March Sadness on Capitol Hill

Tuesday - 3/8/2011, 4:00am EST

For politicians who think the vast majority of federal workers are unresponsive, overpaid, underworked easy riders on a bloated bureaucracy, March is the cruelest month.

This month is a favorite time for groups representing rank-and-file feds, managers and supervisors, executive and retirees to come to Washington and fan out on Capitol Hill. And get some newspaper ink and TV time, except this time they get to tell their side of the story.

Last week the American Federation of Government Employees got lots of local and national press by setting up informational picket lines in front of about 90 Social Security offices around the country. Union members warned of proposed budget cuts that could force 20-plus days of furloughs of the people who process new applications and pay and update records of the one in six Americans who get a Social Security benefit.

The National Treasury Employees Union had a highly-successful legislative rally here last week with key members of Congress singing the praises of government service, from Defense and Homeland Security to medical services, and what they said is the illogical plan to cut funds and staff from the IRS at a time when Uncle Sam is borrowing from China to make ends meet.

This week the National Active and Retired Federal Employees Association has grassroots leaders in town swarming Capitol Hill. Many of the retirees are very politically active (and very numerous in many congressional districts) and they have arranged face-time with key members of the House and Senate. Among other things, the retirees will remind Congress that they didn't get a cost of living adjustment this year or last.

With Congress about to consider a number of reductions in federal budgets and benefits, the timing of these face-to-face meetings with hometown voters - not paid lobbyists - couldn't be better.

Tracking Your Leave

If you are like me and you want to check on how much vacation time you have left, I ask Suzanne. She yells the question across the room to Julia. Julia then calls Gabriel upstairs in corporate. In short order, usually about three days, I get my response. Works for me! But...

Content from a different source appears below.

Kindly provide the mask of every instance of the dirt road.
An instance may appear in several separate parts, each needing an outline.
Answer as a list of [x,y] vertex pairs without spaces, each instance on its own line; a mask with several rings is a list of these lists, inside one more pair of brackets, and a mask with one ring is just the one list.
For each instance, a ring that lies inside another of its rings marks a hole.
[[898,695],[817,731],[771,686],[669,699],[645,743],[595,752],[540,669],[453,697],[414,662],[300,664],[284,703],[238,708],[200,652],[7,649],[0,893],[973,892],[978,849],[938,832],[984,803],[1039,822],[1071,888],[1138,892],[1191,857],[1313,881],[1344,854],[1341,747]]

If you are in a hurry and are married to your BlackBerry or other smartphone you may want to checkout a new service being offered by GEICO that allows you to track your annual and sick leave and comp time via your phone. Fans of the system say it saves a lot of time. Although GEICO is a fine outfit, and is one of our sponsors, I don't see how this new leave tracking system trumps the human touch. The tried-and-true Mike to Suzanne to Julia to Gabriel back to Julia, then Suzanne and back to me, usually in less than 72 hours. But this new-fangled thing appeals to you, click here. And lots of luck!!!

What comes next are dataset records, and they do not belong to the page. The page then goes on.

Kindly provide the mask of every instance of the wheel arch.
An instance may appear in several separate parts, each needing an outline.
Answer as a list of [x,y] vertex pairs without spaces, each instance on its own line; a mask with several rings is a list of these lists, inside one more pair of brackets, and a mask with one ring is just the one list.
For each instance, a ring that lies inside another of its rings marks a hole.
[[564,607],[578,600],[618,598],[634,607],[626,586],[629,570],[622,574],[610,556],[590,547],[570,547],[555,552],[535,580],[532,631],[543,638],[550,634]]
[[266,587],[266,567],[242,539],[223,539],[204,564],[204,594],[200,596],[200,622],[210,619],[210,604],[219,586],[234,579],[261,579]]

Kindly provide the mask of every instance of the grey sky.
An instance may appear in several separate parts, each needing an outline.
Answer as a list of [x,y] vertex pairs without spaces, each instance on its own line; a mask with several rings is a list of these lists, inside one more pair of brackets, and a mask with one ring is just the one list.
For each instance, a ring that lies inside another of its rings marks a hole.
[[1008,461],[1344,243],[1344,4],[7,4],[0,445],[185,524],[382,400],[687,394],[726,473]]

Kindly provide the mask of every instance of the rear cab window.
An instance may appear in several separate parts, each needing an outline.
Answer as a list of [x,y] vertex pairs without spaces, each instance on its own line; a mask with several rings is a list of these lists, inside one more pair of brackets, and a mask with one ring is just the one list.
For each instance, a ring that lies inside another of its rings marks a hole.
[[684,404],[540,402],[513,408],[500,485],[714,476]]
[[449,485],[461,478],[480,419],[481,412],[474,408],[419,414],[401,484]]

Retiree Withholding Options

The change in 2011 federal tax withholding rates had the effect (combined with higher health premiums) of reducing many annuity checks from $10 to $50-plus dollars per month. Yesterday's column explained the situation and how, if you want to change your rate, to boost your check. The downside, of course, is that in doing it you might wind up owing more taxes next year.

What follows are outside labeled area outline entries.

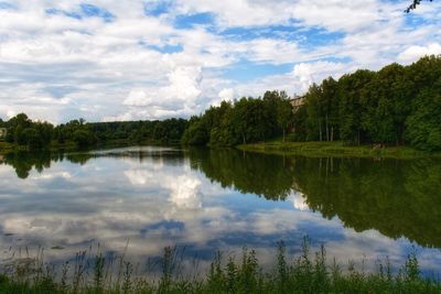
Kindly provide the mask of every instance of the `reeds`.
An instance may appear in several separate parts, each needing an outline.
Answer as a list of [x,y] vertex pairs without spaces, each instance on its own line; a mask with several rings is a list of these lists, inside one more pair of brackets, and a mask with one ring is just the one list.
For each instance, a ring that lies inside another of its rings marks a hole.
[[415,251],[397,271],[386,259],[367,272],[364,263],[357,269],[353,262],[327,261],[323,246],[311,254],[308,238],[294,259],[280,241],[272,269],[263,269],[257,253],[244,248],[239,257],[216,252],[202,275],[189,275],[182,250],[171,247],[143,274],[140,264],[126,260],[126,250],[115,255],[89,248],[58,268],[44,262],[43,249],[35,258],[25,251],[3,264],[0,293],[441,293],[440,280],[421,275]]

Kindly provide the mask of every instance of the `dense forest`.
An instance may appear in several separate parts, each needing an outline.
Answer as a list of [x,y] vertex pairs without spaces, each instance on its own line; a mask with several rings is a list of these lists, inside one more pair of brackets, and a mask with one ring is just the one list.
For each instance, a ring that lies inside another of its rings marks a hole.
[[[412,145],[441,150],[441,56],[378,72],[359,69],[313,84],[292,109],[284,92],[241,98],[193,117],[186,144],[235,145],[277,138],[294,141]],[[284,137],[284,135],[283,135]]]
[[284,91],[223,101],[190,120],[65,124],[31,121],[20,113],[9,121],[6,141],[29,148],[73,142],[183,143],[233,146],[280,138],[291,141],[342,141],[348,145],[411,145],[441,150],[441,56],[426,56],[378,72],[359,69],[340,79],[313,84],[293,108]]

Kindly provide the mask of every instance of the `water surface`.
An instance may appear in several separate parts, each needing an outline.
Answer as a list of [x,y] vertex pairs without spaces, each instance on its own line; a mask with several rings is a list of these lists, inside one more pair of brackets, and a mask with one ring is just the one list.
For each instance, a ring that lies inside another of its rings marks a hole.
[[97,246],[139,263],[166,246],[206,265],[256,249],[270,264],[304,236],[330,257],[441,272],[441,161],[278,156],[236,150],[126,148],[0,157],[0,246],[39,246],[51,262]]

Meantime, here are some other options being pondered by one retiree reader:

    "Hope all is well. Thank you for doing such a great job of keeping us retired Feds informed. I am one of those retired Feds who had a reduction in my annuity check due to the new/old tax code. It will be interesting over the next two years since my annuity check will continue to go down due to higher medical payment costs, higher inflation, and no future colas anticipated. So, that means if I want to keep my income level the same I could do a readjustment of my withholdings deductions, which would probably mean I would have to pay more to the IRS at the end of the year. Or, I could get a part time job to make up the difference, or I could cut out some of the extras I have to make my so-called life much easier. Like cable TV, the internet, cell phone service, or trips to Starbucks. Seems to me when I start cutting out some of these so-called life pleasures it will be not only effecting me, but a whole lot of other businesses that employ many people. Of course, Lord forbid a CEO of one of these companies I may cut out, that he/she doesn't get their ten million dollar bonus this year. This just shows in a little way the ripple effect of Federal retirees not getting a cola, somethin's gotta give." Bob Lomax, Retired in Delaware & Fishing For My Food!